Friday, Jul. 01, 1966

Action in the Pits

While the stock market has been drifting sidewise, another exchange has been moving at a furious pace. At Chicago's Board of Trade, biggest and busiest commodity market in the world, pit brokers have perspired through two weeks of record business. On one day, they traded an alltime-high 270 million bushels of wheat, corn, oats, rye and soybeans--an amount almost three times greater than last year's average. Twice the market's opening had to be delayed an hour in order to catch up on paper work, something that had never happened before in the board's 118-year history.

Commodities trading is more intricate than stock trading and a lot more hazardous for the unwary. Ranged on the steps of seven pits on Chicago's trading floor, the brokers transact orders for Kansas wheat, Illinois soybeans, or other crops that have not yet been harvested and in some cases not even planted. Sales of such futures are made with hand signals--palm up and in when a broker is buying, or up and out when he is selling. Fingers are held horizontally and manipulated to indicate prices offered or asked. Each contract represents 5,000 bushels of a commodity. The contracts are still traded on margins as low as 10% of actual crop prices.
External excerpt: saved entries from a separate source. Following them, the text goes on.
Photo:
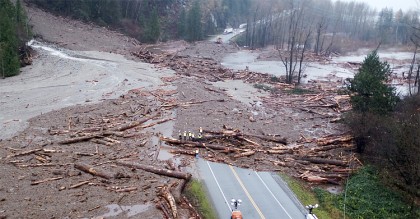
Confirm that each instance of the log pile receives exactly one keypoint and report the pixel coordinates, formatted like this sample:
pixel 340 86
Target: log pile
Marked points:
pixel 101 150
pixel 316 161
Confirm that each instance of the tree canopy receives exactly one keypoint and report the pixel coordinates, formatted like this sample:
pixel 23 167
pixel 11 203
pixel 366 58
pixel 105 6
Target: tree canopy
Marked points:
pixel 370 93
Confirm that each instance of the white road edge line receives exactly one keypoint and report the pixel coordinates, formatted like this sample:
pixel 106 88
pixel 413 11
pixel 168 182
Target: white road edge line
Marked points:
pixel 218 185
pixel 273 195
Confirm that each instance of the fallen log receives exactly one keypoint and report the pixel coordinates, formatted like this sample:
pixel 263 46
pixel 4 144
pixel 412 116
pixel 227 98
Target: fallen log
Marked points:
pixel 93 170
pixel 24 153
pixel 325 161
pixel 135 123
pixel 127 189
pixel 77 139
pixel 284 151
pixel 79 184
pixel 333 140
pixel 191 103
pixel 187 152
pixel 152 169
pixel 162 206
pixel 196 144
pixel 244 154
pixel 166 194
pixel 100 141
pixel 192 210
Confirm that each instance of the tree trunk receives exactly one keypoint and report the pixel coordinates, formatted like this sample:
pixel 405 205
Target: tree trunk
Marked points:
pixel 152 169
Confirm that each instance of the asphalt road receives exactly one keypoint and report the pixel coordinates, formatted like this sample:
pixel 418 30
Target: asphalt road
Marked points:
pixel 261 194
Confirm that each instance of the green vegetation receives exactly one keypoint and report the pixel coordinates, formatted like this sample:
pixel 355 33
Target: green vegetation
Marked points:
pixel 307 196
pixel 194 32
pixel 13 34
pixel 265 87
pixel 386 131
pixel 366 197
pixel 196 193
pixel 370 93
pixel 300 91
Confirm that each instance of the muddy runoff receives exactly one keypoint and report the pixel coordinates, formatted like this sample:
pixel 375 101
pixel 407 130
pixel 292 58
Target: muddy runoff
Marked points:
pixel 72 123
pixel 61 78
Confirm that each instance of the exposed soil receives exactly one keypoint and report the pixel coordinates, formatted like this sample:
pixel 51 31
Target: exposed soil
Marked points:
pixel 204 97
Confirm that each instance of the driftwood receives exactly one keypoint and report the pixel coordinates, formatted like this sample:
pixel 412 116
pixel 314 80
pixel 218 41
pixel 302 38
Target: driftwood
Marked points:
pixel 152 169
pixel 196 144
pixel 333 140
pixel 163 206
pixel 77 139
pixel 79 184
pixel 93 170
pixel 325 161
pixel 135 123
pixel 24 153
pixel 187 152
pixel 196 215
pixel 268 138
pixel 318 179
pixel 100 141
pixel 283 151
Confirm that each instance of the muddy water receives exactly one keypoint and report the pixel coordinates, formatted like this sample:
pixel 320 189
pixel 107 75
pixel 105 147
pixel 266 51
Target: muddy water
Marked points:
pixel 115 210
pixel 59 78
pixel 399 62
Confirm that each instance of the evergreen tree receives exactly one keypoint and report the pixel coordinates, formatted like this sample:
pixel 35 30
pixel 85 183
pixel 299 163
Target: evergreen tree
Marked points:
pixel 181 30
pixel 194 32
pixel 153 27
pixel 370 93
pixel 9 62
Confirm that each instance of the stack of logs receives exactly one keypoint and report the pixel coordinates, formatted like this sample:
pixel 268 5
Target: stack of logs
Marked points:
pixel 314 163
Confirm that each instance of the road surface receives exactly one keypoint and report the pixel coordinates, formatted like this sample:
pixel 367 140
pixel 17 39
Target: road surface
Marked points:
pixel 261 194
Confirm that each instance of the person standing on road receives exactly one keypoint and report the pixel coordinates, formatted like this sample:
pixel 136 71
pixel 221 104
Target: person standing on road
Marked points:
pixel 197 153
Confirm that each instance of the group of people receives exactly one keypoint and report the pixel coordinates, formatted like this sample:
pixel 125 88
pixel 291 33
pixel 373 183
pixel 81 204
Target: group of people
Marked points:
pixel 190 136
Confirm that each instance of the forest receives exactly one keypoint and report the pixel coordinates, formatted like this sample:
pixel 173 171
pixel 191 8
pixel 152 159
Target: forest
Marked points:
pixel 14 33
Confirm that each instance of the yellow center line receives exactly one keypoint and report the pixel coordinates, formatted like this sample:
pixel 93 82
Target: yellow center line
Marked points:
pixel 247 193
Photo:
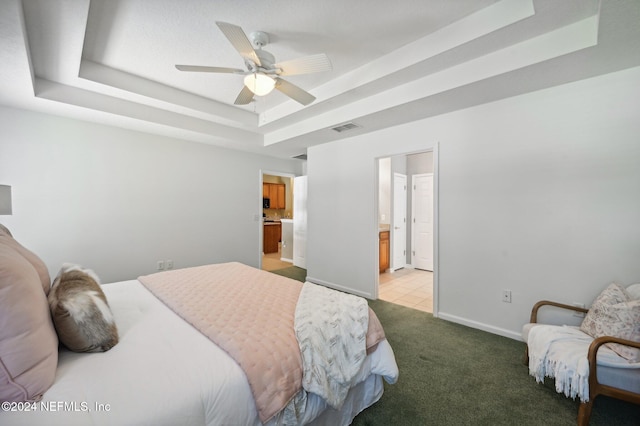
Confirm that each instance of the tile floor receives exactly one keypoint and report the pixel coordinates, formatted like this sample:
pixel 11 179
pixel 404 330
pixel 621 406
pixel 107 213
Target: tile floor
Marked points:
pixel 412 288
pixel 271 261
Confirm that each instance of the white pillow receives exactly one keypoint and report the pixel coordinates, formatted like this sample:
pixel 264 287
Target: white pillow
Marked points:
pixel 615 313
pixel 634 291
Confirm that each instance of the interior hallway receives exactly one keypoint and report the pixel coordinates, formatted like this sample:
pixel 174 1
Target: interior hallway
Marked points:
pixel 412 288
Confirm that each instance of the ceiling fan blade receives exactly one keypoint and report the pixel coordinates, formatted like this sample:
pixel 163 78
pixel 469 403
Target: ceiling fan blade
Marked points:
pixel 239 40
pixel 198 68
pixel 294 92
pixel 244 97
pixel 306 65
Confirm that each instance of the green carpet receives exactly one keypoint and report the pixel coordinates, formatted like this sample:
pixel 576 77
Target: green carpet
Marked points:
pixel 294 272
pixel 455 375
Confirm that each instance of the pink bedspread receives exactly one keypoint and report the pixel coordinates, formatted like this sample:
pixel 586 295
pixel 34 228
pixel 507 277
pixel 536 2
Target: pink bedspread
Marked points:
pixel 250 314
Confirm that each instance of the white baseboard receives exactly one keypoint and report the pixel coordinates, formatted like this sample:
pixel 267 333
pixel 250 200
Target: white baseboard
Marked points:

Margins on the principal commodities were raised last week by the Chicago Board of Trade after repeated urgings by the Department of Agriculture. Even so, for as little as $1,000, a gutsy buyer can get a contract that six months later could entitle him to a cascade of Midwest hard wheat.

The trick is to know how long to hold a contract and when to sell. Prices rise sharply on good news, fall in a matter of minutes on bad news, and gyrate with changes in weather forecasts. Last week's action was generated largely by reports of reduced grain surpluses and the Soviet purchase of Canadian wheat. Two weeks ago, Vice President Humphrey caused a 3% jump in soybean futures by revealing in a speech to farm editors that the soybean surplus this fall will be only 32 million bushels, or a two-week reserve, rather than the 48 million bushels that the Government had previously estimated. Soon after, July soybean contracts dropped 11 1/2% as a result of profit taking. Many individual fortunes have been made in trading over the past furious fortnight. In such a speculative market, amateurs are discouraged from going in, and even the wisest take an occasional bath in corn or wheat or oats.